The house is surrounded by a stone wall. There’s no barbed wire or anything on top, and it’s pretty damn easy to climb up and over it, landing softly and moving stealthily through the beautifully landscaped outside. I move around, keeping close to the wall. I don’t see any cameras or anything like that, which doesn’t surprise me.

These people feel no fear. Nobody in this town would dare mess with them. They’re the Carters, after all. They employ so many people in this town that they practically own it.

I crouch down near a large bush, looking at their driveway. There are two cars parked there, one is a bright red spots car, and the other is a classic Ford truck, clearly an expensive restored model.

I reach back and clutch the gun tucked into my pants there, but suddenly I stop.

I’m not in a war anymore. And I have a son. If I do something too crazy, I might go to jail and Noah will be left with nothing. I was just thinking about becoming a better man and leaving my violent ways behind me. What am I even doing here, anyway? Do I really think I’m going to kill Caleb Carter?

I release the gun, and some of the anger drains away.

Of course I’m not going to. Fucking hell, I can’t kill someone like this. Maybe he deserves it, but I’m not a murderer or an assassin.

But he is a piece of shit, and he should pay.

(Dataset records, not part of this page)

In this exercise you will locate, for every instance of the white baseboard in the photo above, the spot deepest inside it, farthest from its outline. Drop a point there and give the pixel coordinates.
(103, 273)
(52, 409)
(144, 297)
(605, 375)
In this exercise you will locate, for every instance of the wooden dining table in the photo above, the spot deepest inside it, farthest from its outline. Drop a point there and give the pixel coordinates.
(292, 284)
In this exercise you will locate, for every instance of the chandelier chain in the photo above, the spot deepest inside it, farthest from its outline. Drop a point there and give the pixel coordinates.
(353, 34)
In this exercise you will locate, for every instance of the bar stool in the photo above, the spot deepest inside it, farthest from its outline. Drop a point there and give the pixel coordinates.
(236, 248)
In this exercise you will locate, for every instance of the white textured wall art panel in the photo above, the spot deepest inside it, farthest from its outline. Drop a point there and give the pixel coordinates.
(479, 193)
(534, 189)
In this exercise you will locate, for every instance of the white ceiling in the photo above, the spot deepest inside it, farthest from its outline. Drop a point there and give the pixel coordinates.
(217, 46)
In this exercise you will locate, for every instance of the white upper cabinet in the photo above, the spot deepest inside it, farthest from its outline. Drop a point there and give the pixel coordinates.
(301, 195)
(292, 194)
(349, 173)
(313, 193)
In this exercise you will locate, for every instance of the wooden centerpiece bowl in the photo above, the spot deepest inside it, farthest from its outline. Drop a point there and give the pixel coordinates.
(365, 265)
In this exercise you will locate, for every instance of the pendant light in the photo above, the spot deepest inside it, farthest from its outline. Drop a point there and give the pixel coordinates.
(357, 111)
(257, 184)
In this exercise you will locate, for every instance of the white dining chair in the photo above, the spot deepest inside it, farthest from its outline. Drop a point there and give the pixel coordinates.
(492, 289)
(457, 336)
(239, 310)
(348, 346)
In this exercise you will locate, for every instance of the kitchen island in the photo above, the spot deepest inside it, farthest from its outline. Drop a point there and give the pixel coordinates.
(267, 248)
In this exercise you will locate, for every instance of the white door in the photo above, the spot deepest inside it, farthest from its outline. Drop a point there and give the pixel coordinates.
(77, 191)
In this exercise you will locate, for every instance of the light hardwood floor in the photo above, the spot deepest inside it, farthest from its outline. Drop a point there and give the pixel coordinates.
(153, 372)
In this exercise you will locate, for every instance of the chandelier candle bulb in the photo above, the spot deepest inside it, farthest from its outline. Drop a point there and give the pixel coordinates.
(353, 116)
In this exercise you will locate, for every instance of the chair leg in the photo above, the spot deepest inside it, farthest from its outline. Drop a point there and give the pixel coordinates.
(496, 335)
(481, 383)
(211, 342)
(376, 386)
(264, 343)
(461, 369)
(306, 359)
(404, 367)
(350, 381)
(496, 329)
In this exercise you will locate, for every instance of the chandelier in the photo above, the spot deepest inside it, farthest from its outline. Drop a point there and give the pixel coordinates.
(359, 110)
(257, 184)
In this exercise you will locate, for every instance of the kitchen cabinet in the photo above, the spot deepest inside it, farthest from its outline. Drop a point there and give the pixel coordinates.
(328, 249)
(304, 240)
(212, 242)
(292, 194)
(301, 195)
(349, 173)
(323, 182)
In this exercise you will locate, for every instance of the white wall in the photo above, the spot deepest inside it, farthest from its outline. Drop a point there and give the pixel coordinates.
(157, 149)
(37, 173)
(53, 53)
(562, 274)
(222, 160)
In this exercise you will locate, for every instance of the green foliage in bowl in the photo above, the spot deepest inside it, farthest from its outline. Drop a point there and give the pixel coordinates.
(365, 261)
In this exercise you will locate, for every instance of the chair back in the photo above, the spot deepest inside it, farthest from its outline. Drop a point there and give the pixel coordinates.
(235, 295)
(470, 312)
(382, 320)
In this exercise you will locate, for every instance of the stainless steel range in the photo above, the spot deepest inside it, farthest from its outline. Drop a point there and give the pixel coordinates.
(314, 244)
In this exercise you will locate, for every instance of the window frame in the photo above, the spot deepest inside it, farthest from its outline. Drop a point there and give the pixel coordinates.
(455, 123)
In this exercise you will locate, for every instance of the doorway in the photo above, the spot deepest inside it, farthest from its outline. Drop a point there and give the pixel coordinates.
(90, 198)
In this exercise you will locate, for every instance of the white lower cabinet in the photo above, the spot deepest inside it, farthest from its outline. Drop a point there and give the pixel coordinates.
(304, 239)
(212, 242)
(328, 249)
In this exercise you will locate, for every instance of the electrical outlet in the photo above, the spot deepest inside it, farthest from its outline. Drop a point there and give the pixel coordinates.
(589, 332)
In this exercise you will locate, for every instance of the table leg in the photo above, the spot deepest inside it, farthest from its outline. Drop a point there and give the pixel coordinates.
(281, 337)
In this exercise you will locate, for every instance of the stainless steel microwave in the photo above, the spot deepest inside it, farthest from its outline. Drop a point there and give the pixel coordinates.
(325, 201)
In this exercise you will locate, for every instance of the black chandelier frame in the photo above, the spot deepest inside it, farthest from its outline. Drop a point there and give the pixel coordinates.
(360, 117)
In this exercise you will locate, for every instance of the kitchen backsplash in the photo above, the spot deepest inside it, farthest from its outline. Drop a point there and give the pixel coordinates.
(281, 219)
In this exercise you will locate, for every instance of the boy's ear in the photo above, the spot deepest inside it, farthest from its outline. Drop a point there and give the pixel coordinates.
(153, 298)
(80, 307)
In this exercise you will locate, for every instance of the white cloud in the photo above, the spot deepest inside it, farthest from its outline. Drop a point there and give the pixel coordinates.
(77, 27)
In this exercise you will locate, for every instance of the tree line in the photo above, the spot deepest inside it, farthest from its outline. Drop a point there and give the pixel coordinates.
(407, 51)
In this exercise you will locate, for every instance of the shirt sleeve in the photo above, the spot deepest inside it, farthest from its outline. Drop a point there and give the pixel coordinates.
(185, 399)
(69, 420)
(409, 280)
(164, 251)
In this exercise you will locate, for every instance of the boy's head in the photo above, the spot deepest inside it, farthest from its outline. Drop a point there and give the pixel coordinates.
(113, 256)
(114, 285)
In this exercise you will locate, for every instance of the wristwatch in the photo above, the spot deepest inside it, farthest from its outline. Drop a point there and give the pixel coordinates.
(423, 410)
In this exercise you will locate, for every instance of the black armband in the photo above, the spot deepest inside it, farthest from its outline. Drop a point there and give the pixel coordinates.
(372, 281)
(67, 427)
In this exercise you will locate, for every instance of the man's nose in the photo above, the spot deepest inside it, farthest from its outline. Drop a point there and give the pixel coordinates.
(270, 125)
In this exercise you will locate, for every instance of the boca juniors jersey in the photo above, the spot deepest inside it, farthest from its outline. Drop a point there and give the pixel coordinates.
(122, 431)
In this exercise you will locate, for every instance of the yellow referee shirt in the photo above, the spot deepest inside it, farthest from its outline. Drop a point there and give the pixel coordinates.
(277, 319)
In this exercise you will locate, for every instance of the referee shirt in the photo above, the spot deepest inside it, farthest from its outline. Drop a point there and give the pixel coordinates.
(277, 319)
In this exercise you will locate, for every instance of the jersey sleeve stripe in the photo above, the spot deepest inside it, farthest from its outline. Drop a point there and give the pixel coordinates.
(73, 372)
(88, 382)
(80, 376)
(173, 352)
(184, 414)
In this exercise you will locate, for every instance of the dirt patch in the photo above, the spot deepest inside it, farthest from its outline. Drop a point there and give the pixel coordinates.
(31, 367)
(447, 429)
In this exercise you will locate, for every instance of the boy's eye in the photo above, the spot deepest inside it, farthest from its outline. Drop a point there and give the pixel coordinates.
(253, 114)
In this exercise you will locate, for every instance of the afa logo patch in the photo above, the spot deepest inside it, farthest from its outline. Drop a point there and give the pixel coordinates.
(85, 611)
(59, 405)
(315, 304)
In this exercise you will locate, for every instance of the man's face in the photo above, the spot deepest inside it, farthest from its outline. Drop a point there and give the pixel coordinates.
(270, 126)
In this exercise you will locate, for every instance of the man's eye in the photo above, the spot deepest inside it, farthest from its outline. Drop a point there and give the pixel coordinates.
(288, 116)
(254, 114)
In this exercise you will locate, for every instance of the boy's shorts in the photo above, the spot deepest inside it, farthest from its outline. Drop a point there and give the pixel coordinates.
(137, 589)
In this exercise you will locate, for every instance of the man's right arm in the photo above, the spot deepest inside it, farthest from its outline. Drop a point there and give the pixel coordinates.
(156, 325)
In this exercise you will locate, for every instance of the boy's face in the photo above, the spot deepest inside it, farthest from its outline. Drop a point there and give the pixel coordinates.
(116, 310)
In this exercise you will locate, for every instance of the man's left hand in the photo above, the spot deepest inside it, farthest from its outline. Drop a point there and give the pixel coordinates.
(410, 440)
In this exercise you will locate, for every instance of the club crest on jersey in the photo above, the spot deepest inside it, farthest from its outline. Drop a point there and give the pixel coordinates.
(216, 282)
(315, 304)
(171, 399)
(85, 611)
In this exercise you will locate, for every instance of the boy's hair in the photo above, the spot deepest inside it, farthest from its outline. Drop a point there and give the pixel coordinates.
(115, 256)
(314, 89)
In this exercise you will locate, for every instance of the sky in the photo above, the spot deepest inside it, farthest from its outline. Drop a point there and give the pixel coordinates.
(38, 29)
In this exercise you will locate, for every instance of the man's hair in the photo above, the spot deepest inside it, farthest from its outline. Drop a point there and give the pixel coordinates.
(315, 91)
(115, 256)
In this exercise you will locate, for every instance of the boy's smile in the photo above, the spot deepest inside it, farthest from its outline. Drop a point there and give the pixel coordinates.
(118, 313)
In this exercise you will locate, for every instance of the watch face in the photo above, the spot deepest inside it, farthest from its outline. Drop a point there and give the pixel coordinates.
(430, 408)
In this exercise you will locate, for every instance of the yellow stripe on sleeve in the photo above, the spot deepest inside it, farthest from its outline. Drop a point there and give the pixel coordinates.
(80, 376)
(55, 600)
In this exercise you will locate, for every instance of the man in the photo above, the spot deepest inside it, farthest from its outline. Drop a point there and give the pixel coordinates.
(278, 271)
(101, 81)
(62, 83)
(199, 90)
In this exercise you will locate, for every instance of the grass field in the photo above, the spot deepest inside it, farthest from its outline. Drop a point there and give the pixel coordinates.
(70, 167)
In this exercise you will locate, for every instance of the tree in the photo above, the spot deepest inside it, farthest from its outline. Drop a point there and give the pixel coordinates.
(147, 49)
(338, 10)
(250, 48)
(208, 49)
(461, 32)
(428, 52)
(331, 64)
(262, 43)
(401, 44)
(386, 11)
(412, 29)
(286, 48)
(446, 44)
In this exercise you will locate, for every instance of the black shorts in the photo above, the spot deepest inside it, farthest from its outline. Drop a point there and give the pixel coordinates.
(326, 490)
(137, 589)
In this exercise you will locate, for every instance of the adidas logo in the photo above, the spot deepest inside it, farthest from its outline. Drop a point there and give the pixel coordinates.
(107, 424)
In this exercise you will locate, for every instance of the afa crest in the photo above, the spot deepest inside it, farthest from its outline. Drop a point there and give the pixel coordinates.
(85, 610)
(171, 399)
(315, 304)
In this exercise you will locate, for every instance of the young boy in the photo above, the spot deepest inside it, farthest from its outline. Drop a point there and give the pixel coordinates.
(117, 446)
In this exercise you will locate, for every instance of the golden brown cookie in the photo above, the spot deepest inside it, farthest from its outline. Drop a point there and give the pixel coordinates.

I reach into my pocket and slide out my knife. I flip it open, eyeing his car, and grin.

I sneak across the driveway, keeping low, and slash each of the tires. They leak air with a satisfying sound and I laugh to myself.

This is better than killing Caleb. This sends a message. And as far as I can tell, nobody can see me doing it.

I finish slashing his tires and then I get out of there. I don’t linger. I head back the way I came, hop the wall, and stroll back to my truck.

Once inside, I put my gun away and lean back in my seat.

For a second, I thought I was really going to hurt someone. Instead, I slashed that fucker’s tires. Still a little crazy, but not violent or dangerous like I initially intended.

I’m a father now. I have to be better. I can’t let my rage get the best of me anymore. I remember Mia’s words the night that I nearly got killed fighting those five guys, and although I feel betrayed and angry with her, I know she’s right.

I’m a goddamn father now. I can’t be acting like an asshole and getting into fights and doing violent things.

I have to be better. I start my engine. I don’t know what Mia is doing with Caleb, but she’s right about that much at least. I’m going to be better, at least for Noah’s sake.